Chares, who only had sixty ships, was unable to intervene. In 356
Iphicrates and
Timotheus were given a
fleet, partly funded by a new war tax, and were sent to deal with the rebels.
They took their fleet towards Byzantium, in an attempt to lift the siege of
Samos. They succeeded in that aim, but then suffered a defeat at sea (battle
of Embata).
In the aftermath of this battle Chares prosecuted Iphicrates and Timotheus,
blaming them for the defeat. Iphicrates was acquitted (at least according to
Cornelius Nepos), but never given another command. Timotheus was fined 100
talents, and went into exile. This just left Chares, but he was short of
supplies and money. In an attempt to gain both he offered his support to
Artabazus, satrap of
Hellespontine
Phrygia, who was then involved in a revolt against
Artaxerxes III (Satrap's Revolt).
Chares won a victory for Artabazus, and was rewarded with more than enough
money to pay his troops, as well as Sigeum and possibly Lampsacus.
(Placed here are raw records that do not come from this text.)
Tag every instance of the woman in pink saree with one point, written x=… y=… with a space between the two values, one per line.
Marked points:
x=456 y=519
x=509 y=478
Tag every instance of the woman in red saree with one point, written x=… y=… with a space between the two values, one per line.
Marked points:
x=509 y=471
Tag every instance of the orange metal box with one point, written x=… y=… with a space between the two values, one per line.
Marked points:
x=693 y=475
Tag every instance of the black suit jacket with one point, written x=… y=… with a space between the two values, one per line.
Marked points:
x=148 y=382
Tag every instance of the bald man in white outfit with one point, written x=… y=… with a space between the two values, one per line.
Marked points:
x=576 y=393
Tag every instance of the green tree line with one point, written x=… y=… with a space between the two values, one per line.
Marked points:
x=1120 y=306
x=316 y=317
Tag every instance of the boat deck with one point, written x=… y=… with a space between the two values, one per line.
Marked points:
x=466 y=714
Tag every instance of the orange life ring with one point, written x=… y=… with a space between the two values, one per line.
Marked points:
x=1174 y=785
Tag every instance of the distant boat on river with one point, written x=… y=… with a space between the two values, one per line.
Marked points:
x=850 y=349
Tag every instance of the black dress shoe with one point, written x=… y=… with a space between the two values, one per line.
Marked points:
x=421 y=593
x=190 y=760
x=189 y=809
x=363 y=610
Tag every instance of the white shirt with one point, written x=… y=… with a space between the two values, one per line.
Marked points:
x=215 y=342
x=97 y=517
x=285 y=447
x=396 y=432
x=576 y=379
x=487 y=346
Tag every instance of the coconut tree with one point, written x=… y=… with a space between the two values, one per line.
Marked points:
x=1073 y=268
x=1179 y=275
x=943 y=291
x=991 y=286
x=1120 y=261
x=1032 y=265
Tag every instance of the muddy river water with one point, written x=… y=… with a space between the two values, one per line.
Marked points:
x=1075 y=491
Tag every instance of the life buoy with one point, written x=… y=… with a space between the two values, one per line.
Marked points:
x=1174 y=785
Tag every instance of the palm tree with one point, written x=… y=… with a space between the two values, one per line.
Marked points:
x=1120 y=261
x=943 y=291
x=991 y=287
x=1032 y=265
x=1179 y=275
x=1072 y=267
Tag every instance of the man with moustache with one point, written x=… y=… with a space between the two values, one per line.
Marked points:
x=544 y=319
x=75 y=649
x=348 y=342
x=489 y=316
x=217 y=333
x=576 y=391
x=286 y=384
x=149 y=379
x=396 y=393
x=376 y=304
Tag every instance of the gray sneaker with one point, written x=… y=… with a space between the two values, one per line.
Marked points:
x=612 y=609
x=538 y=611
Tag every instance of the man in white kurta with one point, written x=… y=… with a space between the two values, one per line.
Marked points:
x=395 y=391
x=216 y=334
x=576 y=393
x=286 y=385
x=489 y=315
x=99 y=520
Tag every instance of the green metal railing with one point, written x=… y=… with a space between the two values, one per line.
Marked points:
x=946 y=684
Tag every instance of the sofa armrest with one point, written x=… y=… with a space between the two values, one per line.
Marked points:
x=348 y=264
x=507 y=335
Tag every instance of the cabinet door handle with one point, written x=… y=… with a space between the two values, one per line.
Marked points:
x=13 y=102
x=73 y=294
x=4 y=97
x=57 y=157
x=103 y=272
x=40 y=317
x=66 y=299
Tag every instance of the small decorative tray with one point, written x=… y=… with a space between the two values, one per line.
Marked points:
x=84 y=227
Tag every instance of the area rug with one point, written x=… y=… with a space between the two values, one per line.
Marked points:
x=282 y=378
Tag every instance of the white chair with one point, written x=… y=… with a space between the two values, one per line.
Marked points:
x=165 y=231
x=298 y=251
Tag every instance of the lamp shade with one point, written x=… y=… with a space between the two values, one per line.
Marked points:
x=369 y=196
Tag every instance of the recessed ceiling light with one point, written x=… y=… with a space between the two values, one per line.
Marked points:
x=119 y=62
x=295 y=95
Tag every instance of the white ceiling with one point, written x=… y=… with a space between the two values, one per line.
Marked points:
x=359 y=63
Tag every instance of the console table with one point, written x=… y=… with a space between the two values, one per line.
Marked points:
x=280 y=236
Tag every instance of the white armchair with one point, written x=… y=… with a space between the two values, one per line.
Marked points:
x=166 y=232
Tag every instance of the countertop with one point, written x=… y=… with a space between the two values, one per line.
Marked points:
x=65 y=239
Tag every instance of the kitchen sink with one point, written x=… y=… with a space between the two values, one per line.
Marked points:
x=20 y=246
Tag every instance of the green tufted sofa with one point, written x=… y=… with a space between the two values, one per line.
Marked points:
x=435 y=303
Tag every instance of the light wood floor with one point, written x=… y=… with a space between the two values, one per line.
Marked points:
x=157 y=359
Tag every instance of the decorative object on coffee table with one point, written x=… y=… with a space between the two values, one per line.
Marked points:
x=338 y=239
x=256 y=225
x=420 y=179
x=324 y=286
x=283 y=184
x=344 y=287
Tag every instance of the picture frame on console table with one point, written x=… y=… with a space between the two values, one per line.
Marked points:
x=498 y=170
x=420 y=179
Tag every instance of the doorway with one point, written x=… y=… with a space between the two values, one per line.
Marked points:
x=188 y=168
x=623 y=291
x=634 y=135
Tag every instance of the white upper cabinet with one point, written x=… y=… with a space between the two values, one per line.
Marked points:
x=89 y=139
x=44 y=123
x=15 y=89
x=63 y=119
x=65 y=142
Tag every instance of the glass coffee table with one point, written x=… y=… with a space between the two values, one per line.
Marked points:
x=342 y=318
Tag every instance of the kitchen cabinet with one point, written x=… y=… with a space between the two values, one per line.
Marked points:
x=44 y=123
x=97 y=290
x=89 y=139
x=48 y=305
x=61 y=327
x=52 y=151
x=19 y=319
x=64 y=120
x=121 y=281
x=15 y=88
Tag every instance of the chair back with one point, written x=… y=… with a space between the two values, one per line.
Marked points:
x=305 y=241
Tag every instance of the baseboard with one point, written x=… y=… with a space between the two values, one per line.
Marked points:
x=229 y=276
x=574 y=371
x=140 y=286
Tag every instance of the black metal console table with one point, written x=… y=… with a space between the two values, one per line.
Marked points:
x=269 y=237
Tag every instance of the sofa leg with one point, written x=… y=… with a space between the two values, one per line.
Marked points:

The war was ended by Artaxerxes III, the last really influential Persian
monarch. He sent an ultimatum to Athens, demanding that they recalled Chares.
Athens was now exhausted, and had little choice other than to comply,
especially once news arrived that Artaxerxes was preparing a large fleet. The
war was ended by a second King's Peace. Athens had to recognise the
independence of Byzantium, Chios, Rhodes, Cos and Corcyra. Mytilene, Perinthus,
Selymbria and Methymna took advantage of the peace to leave the League. Athens
retained some islands in the Cyclades, a few northern harbours, and freedom of
navigation in the Aegean. Cos and Rhodes probably soon regretted their actions.
With Athenian protection gone, their democratic governments were vulnerable,
and they were soon replaced with oligarchies imposed by Mausolus. Another
oligarchy came into power at Chios. Soon after the death of Mausolus in 353 the
exiled Rhodian democrats asked Athens for help, but unsurprisingly the request
was turned down.
The Social War was very quickly followed by the Third Sacred War (355-346),
which saw the start of the rise of Macedonia to a dominant position in the
Greek world. Philip II had already taken advantage of Athens's focus on the
Social War to take Amphipolis in 357, and then to capture Potidaea in 356 in
order to secure a short term alliance with Olynthus.